Do you think that the ever growing independence of modern people is becoming an obstacle in the path of building enduring relationships?
No. If people want independence then that is what they should seek. The important thing is that they agree with those that they enter into relationships with about the degree of independence they want. It is a matter of contract and discussion. People need to calculate if the independence is worth its cost and vice versa. Ester Nilsson is very clear and open about what she wants, whereas Hugo Rask is vague and unwilling to communicate either his wishes or his lack of them. There is a collision of values between them. No one can be forced to be with someone else, this Ester knows, but actions and words have consequences. One cannot have a relationship with a person, as Hugo Rask does, and then pretend it has no repercussions. Hugo is guilty of breach of contract, even though the contract is merely mental, not written down.
Beyond the elaborate analysis of love, your novel deals with the relationship between reality and language in a very profound manner giving the impression that this is, in fact, its most important stake. Can you tell us more about your interest in psycholinguistics and the mysteries of human mind?

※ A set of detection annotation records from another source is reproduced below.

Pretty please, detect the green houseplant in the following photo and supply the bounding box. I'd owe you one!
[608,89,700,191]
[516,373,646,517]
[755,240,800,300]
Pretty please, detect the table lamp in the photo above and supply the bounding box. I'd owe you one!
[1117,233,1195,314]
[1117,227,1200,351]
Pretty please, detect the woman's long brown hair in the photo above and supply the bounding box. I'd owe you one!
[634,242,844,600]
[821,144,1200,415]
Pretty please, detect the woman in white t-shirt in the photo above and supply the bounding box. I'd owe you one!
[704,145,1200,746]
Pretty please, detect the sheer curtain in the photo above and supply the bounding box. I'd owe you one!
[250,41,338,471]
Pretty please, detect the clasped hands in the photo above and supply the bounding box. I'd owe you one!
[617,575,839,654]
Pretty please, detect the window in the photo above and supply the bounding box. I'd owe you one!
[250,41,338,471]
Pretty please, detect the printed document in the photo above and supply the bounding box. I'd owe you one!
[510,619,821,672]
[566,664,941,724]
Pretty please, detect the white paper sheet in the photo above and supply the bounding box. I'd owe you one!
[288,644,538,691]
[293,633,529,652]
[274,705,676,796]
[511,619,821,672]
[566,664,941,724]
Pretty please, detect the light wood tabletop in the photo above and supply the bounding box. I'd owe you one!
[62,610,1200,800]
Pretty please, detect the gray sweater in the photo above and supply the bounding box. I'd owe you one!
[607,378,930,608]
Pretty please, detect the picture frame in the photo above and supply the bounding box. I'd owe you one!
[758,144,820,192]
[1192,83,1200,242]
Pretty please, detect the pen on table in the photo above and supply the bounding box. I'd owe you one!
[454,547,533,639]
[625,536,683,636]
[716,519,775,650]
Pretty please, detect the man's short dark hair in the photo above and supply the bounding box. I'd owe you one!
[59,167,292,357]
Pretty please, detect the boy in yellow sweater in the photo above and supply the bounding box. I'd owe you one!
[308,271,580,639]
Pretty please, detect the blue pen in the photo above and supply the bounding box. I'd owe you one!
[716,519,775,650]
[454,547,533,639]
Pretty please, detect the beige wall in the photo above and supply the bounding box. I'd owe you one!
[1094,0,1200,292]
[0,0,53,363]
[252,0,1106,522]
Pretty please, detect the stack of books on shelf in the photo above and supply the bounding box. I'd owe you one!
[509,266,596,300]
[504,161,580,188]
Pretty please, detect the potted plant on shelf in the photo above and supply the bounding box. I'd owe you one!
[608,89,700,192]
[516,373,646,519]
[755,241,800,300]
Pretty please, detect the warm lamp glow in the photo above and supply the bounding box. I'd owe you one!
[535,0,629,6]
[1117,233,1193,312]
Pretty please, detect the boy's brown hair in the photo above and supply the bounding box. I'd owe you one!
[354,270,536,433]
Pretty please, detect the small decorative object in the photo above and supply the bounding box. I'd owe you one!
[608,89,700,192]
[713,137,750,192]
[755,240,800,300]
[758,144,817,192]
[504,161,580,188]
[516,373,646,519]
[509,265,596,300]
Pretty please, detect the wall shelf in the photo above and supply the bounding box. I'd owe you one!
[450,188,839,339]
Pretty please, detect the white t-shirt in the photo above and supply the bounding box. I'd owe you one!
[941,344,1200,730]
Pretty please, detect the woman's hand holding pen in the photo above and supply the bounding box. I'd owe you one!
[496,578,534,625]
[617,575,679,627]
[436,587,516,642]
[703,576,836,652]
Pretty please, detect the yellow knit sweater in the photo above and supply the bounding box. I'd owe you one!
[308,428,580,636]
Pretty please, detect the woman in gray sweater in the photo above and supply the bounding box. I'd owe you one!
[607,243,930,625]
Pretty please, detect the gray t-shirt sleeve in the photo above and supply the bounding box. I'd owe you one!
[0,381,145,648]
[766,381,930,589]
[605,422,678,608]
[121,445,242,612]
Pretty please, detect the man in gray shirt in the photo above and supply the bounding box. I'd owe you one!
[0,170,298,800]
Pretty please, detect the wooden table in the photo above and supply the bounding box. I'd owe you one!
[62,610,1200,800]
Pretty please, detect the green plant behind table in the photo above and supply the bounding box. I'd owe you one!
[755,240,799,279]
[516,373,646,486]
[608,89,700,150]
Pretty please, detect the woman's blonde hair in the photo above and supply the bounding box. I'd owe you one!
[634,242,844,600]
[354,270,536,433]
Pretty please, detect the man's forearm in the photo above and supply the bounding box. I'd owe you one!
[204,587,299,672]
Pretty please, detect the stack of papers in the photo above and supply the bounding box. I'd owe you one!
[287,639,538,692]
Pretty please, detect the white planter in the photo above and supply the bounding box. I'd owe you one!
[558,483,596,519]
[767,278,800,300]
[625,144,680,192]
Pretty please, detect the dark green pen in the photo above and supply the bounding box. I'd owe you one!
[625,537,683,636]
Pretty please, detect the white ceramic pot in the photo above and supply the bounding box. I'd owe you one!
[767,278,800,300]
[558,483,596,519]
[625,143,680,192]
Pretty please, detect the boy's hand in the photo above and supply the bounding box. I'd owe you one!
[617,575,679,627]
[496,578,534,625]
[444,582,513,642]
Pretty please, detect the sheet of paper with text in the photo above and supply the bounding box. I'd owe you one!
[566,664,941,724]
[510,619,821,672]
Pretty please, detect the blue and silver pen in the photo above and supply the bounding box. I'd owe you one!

It is true that this is the novel's main subject, or one of them. I have written extensively on the relationship between language and reality in my columns and in other publications, and also in the second novel about Ester (published in Sweden in 2014). It is a complicated matter that philosophers have dealt with for thousands of years. It pertains to the core question of what consciousness is, what we are able to know about reality and so on. My assumption is that the human consciousness is able to perceive reality correctly in such matters that have to do with survival. We would not have survived unless we perceived the world as it presents itself. But this is just the basic level. The structure of language seems to be something we are born with. But language presents a model of the world, it is not the world itself. Language is unreliable, it is not exact, it is like evolution itself, what works is good enough. Hence the approximate nature of language. The words and sentences are necessarily constructions, interpretations of reality, not mirrors of it. Without this gap between reality and language, there could be no humour, no absurdism, no lies, no different perspectives upon things, no dynamics or interpretation of the world – in short, no literature. The analytical and psycholinguistic challenge, then, is to understand what this important gap between reality and language does to our thinking about reality, especially our delusions and misunderstandings of it.